My son Duncan, who's 19, is looking for a job. He recently applied on the Website of a major grocery firm -- a company that operates a variety of grocery chains around the country. The hiring manager at the local store invited him in for an interview, which was last Friday. Duncan stopped by to see me before the interview for some last-minute practice, and he was well-prepared. I wished him luck and he was on his way.

The next day, he came by the house to spend some with me before I took off for San Francisco (where I am now). I asked him how the interview went. "It was pretty strange," he said.

When Duncan applied on the Website, the only thing the Website asked him to do was to fill out a form with basic résumé-type information, which he did. It turned out there was also a personality test, but the Website didn't offer him the chance to take it. When Duncan indicated that he was done with the form and wanted to submit his information, instead of generating an error, or submitting his information with blank personality test results, apparently the site filled in random answers for the test.

Duncan said the first few minutes of the interview were straightforward, and then the manager told him that the reason he had brought him in were his personality test scores, which were the worst he had ever seen -- in terms of suitability for employment, Duncan had scored something like 8 percent on one scale and 13 percent on another. Apparently the only reason the hiring manager had invited him in for an interview was because he wanted to confirm that the test was representative of Duncan's personality, and if so, to flag him in his company's system so that he would never be hired by any of their chains.

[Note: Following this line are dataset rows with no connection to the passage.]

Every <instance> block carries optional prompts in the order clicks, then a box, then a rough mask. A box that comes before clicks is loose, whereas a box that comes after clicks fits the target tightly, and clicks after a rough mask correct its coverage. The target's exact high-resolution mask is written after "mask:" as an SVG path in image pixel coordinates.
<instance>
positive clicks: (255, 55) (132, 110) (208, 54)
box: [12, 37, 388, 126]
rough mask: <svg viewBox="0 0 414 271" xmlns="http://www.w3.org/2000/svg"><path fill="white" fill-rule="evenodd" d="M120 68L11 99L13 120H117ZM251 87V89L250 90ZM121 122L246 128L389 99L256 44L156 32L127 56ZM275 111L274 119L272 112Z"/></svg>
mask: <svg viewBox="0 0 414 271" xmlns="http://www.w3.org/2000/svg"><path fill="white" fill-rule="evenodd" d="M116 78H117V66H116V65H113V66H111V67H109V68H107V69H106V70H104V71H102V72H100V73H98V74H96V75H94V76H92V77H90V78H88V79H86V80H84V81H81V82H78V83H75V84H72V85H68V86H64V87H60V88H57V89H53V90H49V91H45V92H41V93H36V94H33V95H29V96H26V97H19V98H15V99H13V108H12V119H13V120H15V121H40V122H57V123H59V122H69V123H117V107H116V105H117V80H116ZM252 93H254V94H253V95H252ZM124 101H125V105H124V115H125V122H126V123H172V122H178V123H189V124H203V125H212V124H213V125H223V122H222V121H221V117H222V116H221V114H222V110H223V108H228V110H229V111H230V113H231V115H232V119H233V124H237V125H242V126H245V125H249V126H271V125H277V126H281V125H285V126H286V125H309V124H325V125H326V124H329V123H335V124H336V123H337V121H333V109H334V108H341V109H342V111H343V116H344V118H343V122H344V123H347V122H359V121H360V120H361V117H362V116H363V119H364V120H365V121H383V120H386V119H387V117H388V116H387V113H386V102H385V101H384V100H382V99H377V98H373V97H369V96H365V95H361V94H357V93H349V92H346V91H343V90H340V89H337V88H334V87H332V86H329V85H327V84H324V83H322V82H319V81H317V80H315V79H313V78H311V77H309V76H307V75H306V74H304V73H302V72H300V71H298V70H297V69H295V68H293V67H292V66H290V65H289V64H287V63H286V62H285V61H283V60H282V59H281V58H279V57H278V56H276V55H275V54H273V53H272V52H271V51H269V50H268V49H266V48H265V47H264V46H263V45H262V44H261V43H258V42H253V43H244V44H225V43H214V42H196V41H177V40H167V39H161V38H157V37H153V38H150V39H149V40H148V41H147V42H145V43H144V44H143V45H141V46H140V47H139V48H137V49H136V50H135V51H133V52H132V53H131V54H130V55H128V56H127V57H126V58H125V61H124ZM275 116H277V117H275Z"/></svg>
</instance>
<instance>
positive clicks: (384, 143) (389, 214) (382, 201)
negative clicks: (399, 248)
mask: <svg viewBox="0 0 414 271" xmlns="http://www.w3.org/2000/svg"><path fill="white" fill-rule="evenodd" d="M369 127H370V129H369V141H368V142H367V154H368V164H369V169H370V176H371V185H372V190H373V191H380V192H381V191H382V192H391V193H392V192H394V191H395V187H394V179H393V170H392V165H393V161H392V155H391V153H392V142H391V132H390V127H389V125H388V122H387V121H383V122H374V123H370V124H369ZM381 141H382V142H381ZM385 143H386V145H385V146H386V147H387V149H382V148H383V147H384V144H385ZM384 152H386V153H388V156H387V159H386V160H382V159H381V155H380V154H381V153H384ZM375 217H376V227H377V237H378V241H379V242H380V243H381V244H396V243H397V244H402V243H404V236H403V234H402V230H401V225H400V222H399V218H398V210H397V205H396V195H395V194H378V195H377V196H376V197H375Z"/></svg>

Of course, Duncan explained that he had not, in fact, taken such a test. The hiring manager figured out what happened, asked him to take the test, and when last I heard, it looked promising that he was going to get the job after all.

I give the hiring manager a great deal of credit for actually taking the time to investigate and not simply accepting the ludicrously bad personality results, which many people might have done in his place.

The obvious question is, how many people have been flagged by how many companies for tests they never took, answers that were never theirs? How many hiring managers haven't investigated test anomalies such as Duncan's? How many companies have missed out on great employees because of poor Website design and implementation errors? How much does this sort of thing cost us?